Ihe gave this as an example of a data format that is simple and is XML:
<thoughtProvoker name="Roger Costello"/>
I think a good measure of the simplicity of a data format is how much prose (ink) is needed to explain the format. Clearly not a lot of ink would be needed to explain the above format to an XML person. But if the person knows nothing about XML, then large amounts of ink would be needed; likely a substantial amount of the XML specification.
Contrast with this data format:
Jon Bentley Avaya
Brian Kernighan Princeton University
Paul Hudak Yale University
Explaining that data format is simple:
Well for starters it omits a material piece of information conveyed by the XML format as to whether they are thought provokers or not.
The data format consists of lines. Each line contains two fields separated by a tab symbol. The first field is the name of a person. The second field is the person’s employer.
Says who. How do I know from looking at that that Kernighan and Hudak aren't students or that the 2nd field isn't just a location. Suppose I don't know where they work, do I have 1 field or 2 and will there be a trailing tab in that scenario?
Ihe also wrote:
> Simplicity is good but if the data format (and/or its supporting ecosystem)
> is too simple for the application the work simply shifts to the application
> where it will probably be duplicated and subjected to multiple approaches.
What does this mean: "the data format is too simple for the application to work"?
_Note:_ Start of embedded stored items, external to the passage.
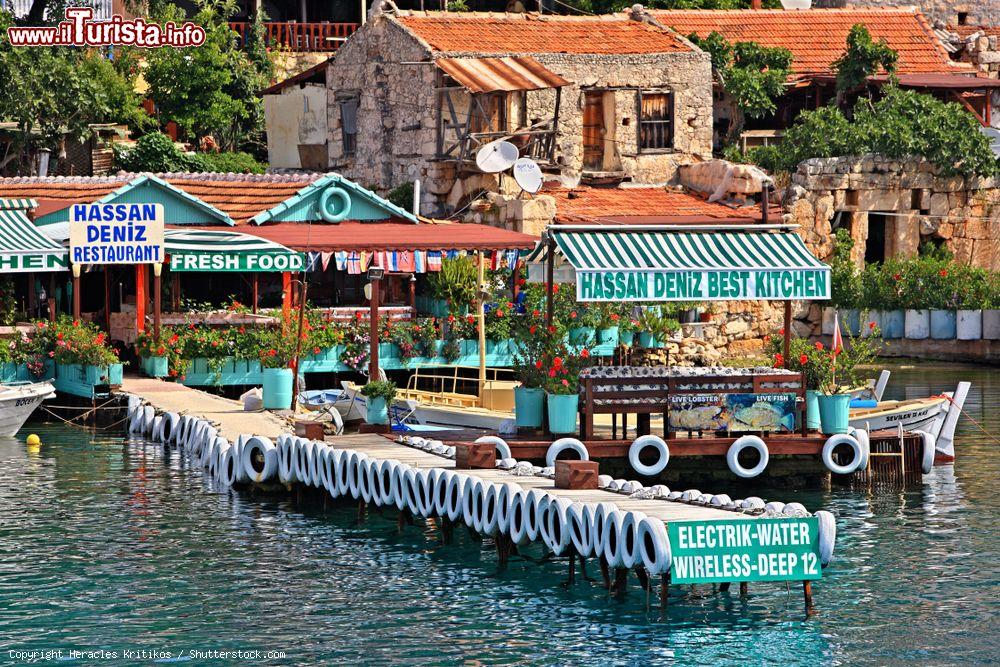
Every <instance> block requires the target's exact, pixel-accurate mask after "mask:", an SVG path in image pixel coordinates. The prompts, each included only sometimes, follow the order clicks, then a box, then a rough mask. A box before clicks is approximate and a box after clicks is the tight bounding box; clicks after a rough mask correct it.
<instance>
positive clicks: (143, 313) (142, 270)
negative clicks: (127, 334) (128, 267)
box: [135, 264, 146, 331]
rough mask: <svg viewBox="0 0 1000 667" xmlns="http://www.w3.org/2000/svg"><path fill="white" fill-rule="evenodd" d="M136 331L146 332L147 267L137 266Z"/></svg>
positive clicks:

No. It means that because complexity is a feature of the domain, rather than simplifying anything, applying a "too simple" data format to the domain is going to create an order of magnitude more work elsewhere (usually for other groups) .
Almost any non-trivial domain entails subtyping - e.g an insurance policy would have subtypes of home and auto and within that personal and commercial etc.
Suppose I decide to attack that with JSO..... oops.... a format whose ecosystem has no support for subtypes so to get subtype semantics they will have to be implemented in the application so that work doesn't go away, it just shifts from the data model to the application programs and from one group to another. True there will be those that will argue that's where it should be.
As for an ecosystem for a data format, the neat thing about little languages is that it's easy to build little tools to support them. That is, it's easy to quickly develop an ecosystem.
Lastly, Ihe wrote:
> Simplicity is good but it can also be a one way bet at the outset from which:
> there is no upgrade path. So if you subsequently decide that there are
> structures latent in data you once thought was suitable to be treated as
> text you are going to have a hard time shifting a text based ecosystem
> to exploit that.
I think this is talking about enhancing a data format with additional kinds of data. For example, in the data format above, add the person's age:
Jon Bentley Avaya 61
Brian Kernighan Princeton University 80
Paul Hudak Yale University 62
From my (admittedly brief) experience with little tools such as AWK, such an enhancement would be seamlessly handled.
What if Bentley retires or leaves Avaya - is there a tabbed placeholder for him in which case you know have the complications of 3-valued logic, if not the cardinality of fields in each row becomes variable.